Crowded? Here’s a whole world, only a few dozen people on it, well, actually about ten dozen, and it has the same land area as the Earth. A different world entirely.

Things were different, all right. The dome was great, the biggest of several, a full hundred and fifty meters tall. It would have been far more useful in the first years, when they still lived in apartment-sized habs. Now her pressure suit was supple, moving fluidly over her body as she walked and stooped. The first expedition suits had been the best of their era, but they’d still made you as flexible as a barely oiled Tin Man, as dextrous as a bear in mittens. The old helmets had misted over unless you remembered to swab the inside with ordinary dish soap. And the catheters had been always irksome, especially for women; now they fit beautifully.

Outside, the wind whistled softly around the dome walls. Another reason she enjoyed the big dome—the sighing winds.

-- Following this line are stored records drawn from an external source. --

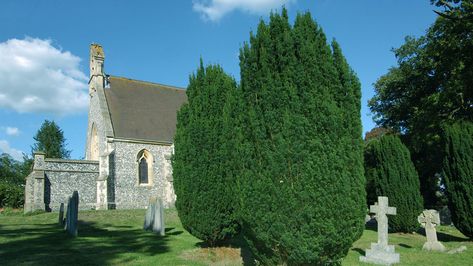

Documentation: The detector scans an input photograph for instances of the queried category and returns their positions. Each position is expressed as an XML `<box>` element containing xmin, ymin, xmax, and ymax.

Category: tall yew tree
<box><xmin>364</xmin><ymin>134</ymin><xmax>424</xmax><ymax>233</ymax></box>
<box><xmin>173</xmin><ymin>62</ymin><xmax>240</xmax><ymax>246</ymax></box>
<box><xmin>238</xmin><ymin>10</ymin><xmax>365</xmax><ymax>264</ymax></box>
<box><xmin>442</xmin><ymin>122</ymin><xmax>473</xmax><ymax>238</ymax></box>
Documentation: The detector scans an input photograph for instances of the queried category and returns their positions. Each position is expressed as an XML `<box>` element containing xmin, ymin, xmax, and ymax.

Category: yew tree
<box><xmin>237</xmin><ymin>9</ymin><xmax>365</xmax><ymax>264</ymax></box>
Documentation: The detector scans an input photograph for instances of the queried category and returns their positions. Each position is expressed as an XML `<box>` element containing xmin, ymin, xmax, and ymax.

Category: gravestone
<box><xmin>58</xmin><ymin>202</ymin><xmax>65</xmax><ymax>226</ymax></box>
<box><xmin>65</xmin><ymin>191</ymin><xmax>79</xmax><ymax>237</ymax></box>
<box><xmin>360</xmin><ymin>196</ymin><xmax>400</xmax><ymax>265</ymax></box>
<box><xmin>418</xmin><ymin>209</ymin><xmax>445</xmax><ymax>252</ymax></box>
<box><xmin>143</xmin><ymin>197</ymin><xmax>165</xmax><ymax>236</ymax></box>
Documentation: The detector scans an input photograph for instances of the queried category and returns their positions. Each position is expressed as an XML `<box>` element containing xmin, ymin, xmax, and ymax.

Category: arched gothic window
<box><xmin>137</xmin><ymin>150</ymin><xmax>153</xmax><ymax>185</ymax></box>
<box><xmin>139</xmin><ymin>157</ymin><xmax>148</xmax><ymax>184</ymax></box>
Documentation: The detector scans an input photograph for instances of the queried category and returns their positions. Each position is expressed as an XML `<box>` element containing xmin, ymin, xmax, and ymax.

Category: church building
<box><xmin>24</xmin><ymin>44</ymin><xmax>187</xmax><ymax>212</ymax></box>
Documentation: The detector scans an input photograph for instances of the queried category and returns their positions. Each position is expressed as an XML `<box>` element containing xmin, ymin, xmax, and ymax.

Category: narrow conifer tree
<box><xmin>331</xmin><ymin>40</ymin><xmax>366</xmax><ymax>241</ymax></box>
<box><xmin>32</xmin><ymin>120</ymin><xmax>71</xmax><ymax>159</ymax></box>
<box><xmin>364</xmin><ymin>134</ymin><xmax>424</xmax><ymax>233</ymax></box>
<box><xmin>238</xmin><ymin>9</ymin><xmax>365</xmax><ymax>264</ymax></box>
<box><xmin>442</xmin><ymin>122</ymin><xmax>473</xmax><ymax>239</ymax></box>
<box><xmin>173</xmin><ymin>61</ymin><xmax>240</xmax><ymax>246</ymax></box>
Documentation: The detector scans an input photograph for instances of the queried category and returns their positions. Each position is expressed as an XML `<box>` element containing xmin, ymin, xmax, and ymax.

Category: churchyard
<box><xmin>1</xmin><ymin>2</ymin><xmax>472</xmax><ymax>265</ymax></box>
<box><xmin>0</xmin><ymin>207</ymin><xmax>471</xmax><ymax>265</ymax></box>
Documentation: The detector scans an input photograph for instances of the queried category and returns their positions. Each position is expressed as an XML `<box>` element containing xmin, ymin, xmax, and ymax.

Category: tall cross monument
<box><xmin>360</xmin><ymin>196</ymin><xmax>400</xmax><ymax>265</ymax></box>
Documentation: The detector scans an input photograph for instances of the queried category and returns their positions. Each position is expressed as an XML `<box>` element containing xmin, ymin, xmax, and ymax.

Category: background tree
<box><xmin>432</xmin><ymin>0</ymin><xmax>473</xmax><ymax>21</ymax></box>
<box><xmin>441</xmin><ymin>121</ymin><xmax>473</xmax><ymax>238</ymax></box>
<box><xmin>0</xmin><ymin>154</ymin><xmax>24</xmax><ymax>186</ymax></box>
<box><xmin>364</xmin><ymin>134</ymin><xmax>424</xmax><ymax>233</ymax></box>
<box><xmin>364</xmin><ymin>127</ymin><xmax>392</xmax><ymax>142</ymax></box>
<box><xmin>31</xmin><ymin>120</ymin><xmax>71</xmax><ymax>159</ymax></box>
<box><xmin>238</xmin><ymin>9</ymin><xmax>365</xmax><ymax>264</ymax></box>
<box><xmin>0</xmin><ymin>154</ymin><xmax>25</xmax><ymax>208</ymax></box>
<box><xmin>173</xmin><ymin>62</ymin><xmax>240</xmax><ymax>246</ymax></box>
<box><xmin>369</xmin><ymin>0</ymin><xmax>473</xmax><ymax>208</ymax></box>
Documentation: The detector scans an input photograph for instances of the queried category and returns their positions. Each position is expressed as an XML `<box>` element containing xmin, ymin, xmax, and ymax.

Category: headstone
<box><xmin>58</xmin><ymin>203</ymin><xmax>65</xmax><ymax>226</ymax></box>
<box><xmin>65</xmin><ymin>191</ymin><xmax>79</xmax><ymax>237</ymax></box>
<box><xmin>64</xmin><ymin>197</ymin><xmax>70</xmax><ymax>230</ymax></box>
<box><xmin>143</xmin><ymin>197</ymin><xmax>165</xmax><ymax>236</ymax></box>
<box><xmin>418</xmin><ymin>209</ymin><xmax>445</xmax><ymax>252</ymax></box>
<box><xmin>360</xmin><ymin>196</ymin><xmax>400</xmax><ymax>265</ymax></box>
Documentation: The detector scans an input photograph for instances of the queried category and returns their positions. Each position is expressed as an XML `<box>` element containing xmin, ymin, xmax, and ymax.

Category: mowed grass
<box><xmin>344</xmin><ymin>224</ymin><xmax>473</xmax><ymax>265</ymax></box>
<box><xmin>0</xmin><ymin>209</ymin><xmax>471</xmax><ymax>266</ymax></box>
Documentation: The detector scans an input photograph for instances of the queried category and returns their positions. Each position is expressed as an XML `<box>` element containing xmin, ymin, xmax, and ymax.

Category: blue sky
<box><xmin>0</xmin><ymin>0</ymin><xmax>438</xmax><ymax>160</ymax></box>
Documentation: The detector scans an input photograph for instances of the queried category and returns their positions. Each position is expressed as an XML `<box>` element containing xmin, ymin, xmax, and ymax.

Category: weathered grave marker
<box><xmin>58</xmin><ymin>202</ymin><xmax>65</xmax><ymax>226</ymax></box>
<box><xmin>418</xmin><ymin>209</ymin><xmax>445</xmax><ymax>252</ymax></box>
<box><xmin>360</xmin><ymin>196</ymin><xmax>400</xmax><ymax>265</ymax></box>
<box><xmin>65</xmin><ymin>191</ymin><xmax>79</xmax><ymax>237</ymax></box>
<box><xmin>144</xmin><ymin>197</ymin><xmax>165</xmax><ymax>236</ymax></box>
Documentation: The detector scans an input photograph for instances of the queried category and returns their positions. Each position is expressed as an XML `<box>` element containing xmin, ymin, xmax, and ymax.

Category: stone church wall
<box><xmin>110</xmin><ymin>140</ymin><xmax>175</xmax><ymax>209</ymax></box>
<box><xmin>85</xmin><ymin>85</ymin><xmax>111</xmax><ymax>161</ymax></box>
<box><xmin>24</xmin><ymin>153</ymin><xmax>99</xmax><ymax>213</ymax></box>
<box><xmin>43</xmin><ymin>159</ymin><xmax>99</xmax><ymax>211</ymax></box>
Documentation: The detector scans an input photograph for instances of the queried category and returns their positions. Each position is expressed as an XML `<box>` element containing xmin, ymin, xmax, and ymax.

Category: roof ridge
<box><xmin>109</xmin><ymin>75</ymin><xmax>186</xmax><ymax>91</ymax></box>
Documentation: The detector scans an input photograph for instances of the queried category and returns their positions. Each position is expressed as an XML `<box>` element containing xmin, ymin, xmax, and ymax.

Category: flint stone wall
<box><xmin>110</xmin><ymin>141</ymin><xmax>175</xmax><ymax>209</ymax></box>
<box><xmin>43</xmin><ymin>159</ymin><xmax>98</xmax><ymax>211</ymax></box>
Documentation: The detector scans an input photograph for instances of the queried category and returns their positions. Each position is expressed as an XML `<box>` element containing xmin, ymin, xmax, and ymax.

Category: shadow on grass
<box><xmin>417</xmin><ymin>228</ymin><xmax>470</xmax><ymax>242</ymax></box>
<box><xmin>351</xmin><ymin>247</ymin><xmax>365</xmax><ymax>256</ymax></box>
<box><xmin>194</xmin><ymin>233</ymin><xmax>255</xmax><ymax>266</ymax></box>
<box><xmin>398</xmin><ymin>243</ymin><xmax>413</xmax><ymax>248</ymax></box>
<box><xmin>365</xmin><ymin>222</ymin><xmax>377</xmax><ymax>232</ymax></box>
<box><xmin>0</xmin><ymin>220</ymin><xmax>171</xmax><ymax>266</ymax></box>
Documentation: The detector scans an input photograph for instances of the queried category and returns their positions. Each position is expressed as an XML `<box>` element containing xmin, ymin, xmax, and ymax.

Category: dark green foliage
<box><xmin>442</xmin><ymin>122</ymin><xmax>473</xmax><ymax>238</ymax></box>
<box><xmin>0</xmin><ymin>182</ymin><xmax>24</xmax><ymax>208</ymax></box>
<box><xmin>369</xmin><ymin>1</ymin><xmax>473</xmax><ymax>209</ymax></box>
<box><xmin>32</xmin><ymin>120</ymin><xmax>71</xmax><ymax>159</ymax></box>
<box><xmin>173</xmin><ymin>61</ymin><xmax>240</xmax><ymax>246</ymax></box>
<box><xmin>0</xmin><ymin>153</ymin><xmax>26</xmax><ymax>208</ymax></box>
<box><xmin>364</xmin><ymin>135</ymin><xmax>424</xmax><ymax>233</ymax></box>
<box><xmin>0</xmin><ymin>153</ymin><xmax>26</xmax><ymax>186</ymax></box>
<box><xmin>431</xmin><ymin>0</ymin><xmax>473</xmax><ymax>21</ymax></box>
<box><xmin>238</xmin><ymin>9</ymin><xmax>365</xmax><ymax>264</ymax></box>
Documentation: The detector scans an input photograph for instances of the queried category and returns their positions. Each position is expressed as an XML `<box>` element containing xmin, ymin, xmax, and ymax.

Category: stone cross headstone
<box><xmin>143</xmin><ymin>197</ymin><xmax>165</xmax><ymax>236</ymax></box>
<box><xmin>418</xmin><ymin>209</ymin><xmax>445</xmax><ymax>252</ymax></box>
<box><xmin>58</xmin><ymin>202</ymin><xmax>65</xmax><ymax>226</ymax></box>
<box><xmin>65</xmin><ymin>191</ymin><xmax>79</xmax><ymax>237</ymax></box>
<box><xmin>360</xmin><ymin>196</ymin><xmax>400</xmax><ymax>265</ymax></box>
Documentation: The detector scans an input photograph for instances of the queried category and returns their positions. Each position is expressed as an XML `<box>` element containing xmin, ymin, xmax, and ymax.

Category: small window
<box><xmin>139</xmin><ymin>157</ymin><xmax>148</xmax><ymax>184</ymax></box>
<box><xmin>137</xmin><ymin>150</ymin><xmax>153</xmax><ymax>185</ymax></box>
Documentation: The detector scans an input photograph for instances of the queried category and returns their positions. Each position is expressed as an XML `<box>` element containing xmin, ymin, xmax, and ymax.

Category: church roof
<box><xmin>104</xmin><ymin>76</ymin><xmax>187</xmax><ymax>143</ymax></box>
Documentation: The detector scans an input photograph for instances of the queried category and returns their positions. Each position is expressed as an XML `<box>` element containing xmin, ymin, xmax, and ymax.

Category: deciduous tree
<box><xmin>369</xmin><ymin>0</ymin><xmax>473</xmax><ymax>208</ymax></box>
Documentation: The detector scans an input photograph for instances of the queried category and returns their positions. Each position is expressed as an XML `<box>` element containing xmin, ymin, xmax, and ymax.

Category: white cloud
<box><xmin>5</xmin><ymin>127</ymin><xmax>20</xmax><ymax>136</ymax></box>
<box><xmin>193</xmin><ymin>0</ymin><xmax>295</xmax><ymax>21</ymax></box>
<box><xmin>0</xmin><ymin>37</ymin><xmax>88</xmax><ymax>115</ymax></box>
<box><xmin>0</xmin><ymin>140</ymin><xmax>24</xmax><ymax>161</ymax></box>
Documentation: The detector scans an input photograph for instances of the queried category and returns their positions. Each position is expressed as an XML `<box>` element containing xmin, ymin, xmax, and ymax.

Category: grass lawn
<box><xmin>0</xmin><ymin>208</ymin><xmax>472</xmax><ymax>265</ymax></box>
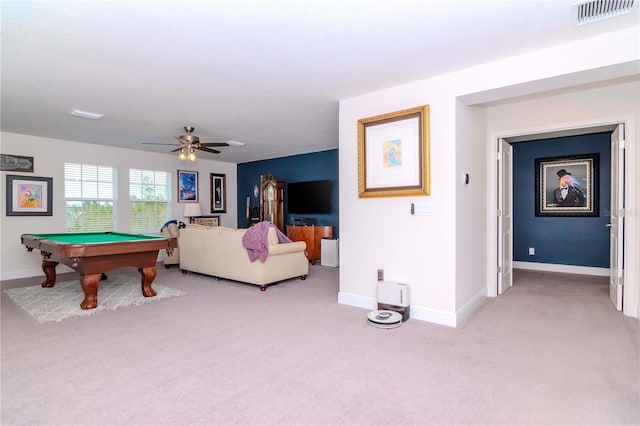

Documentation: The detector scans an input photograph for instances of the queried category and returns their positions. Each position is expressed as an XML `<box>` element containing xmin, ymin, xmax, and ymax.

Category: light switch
<box><xmin>413</xmin><ymin>203</ymin><xmax>433</xmax><ymax>216</ymax></box>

Sounds didn’t carry well in Mars’s thin atmosphere, and the habs were so insulated they were cut off from any outdoor noise.

The grass ended and she crunched over slightly processed regolith. Lichens could break the rock down, but they took time—lots of it. So they’d taken shortcuts to make an ersatz soil. They mixed Martian dust and small gravel-sized rock bits with a lot of their organic waste, spaded in over decades—everything from kitchen leftovers to lightly cleaned excrement. Add compost-starter bacteria, keep moist, and wait. And hope. Microbes like free carbon, using it with water to frame elaborate molecules. She and Viktor had doled it out for years under the first, small dome before even trying to grow anything. The Book of Genesis got it all done in six days, but mere humans took longer.

She hit the marker they had laid out—a rock—and turned, pointing off-camera. “And now—ta-daah!—we have a surprise. The first Martian swimming pool.”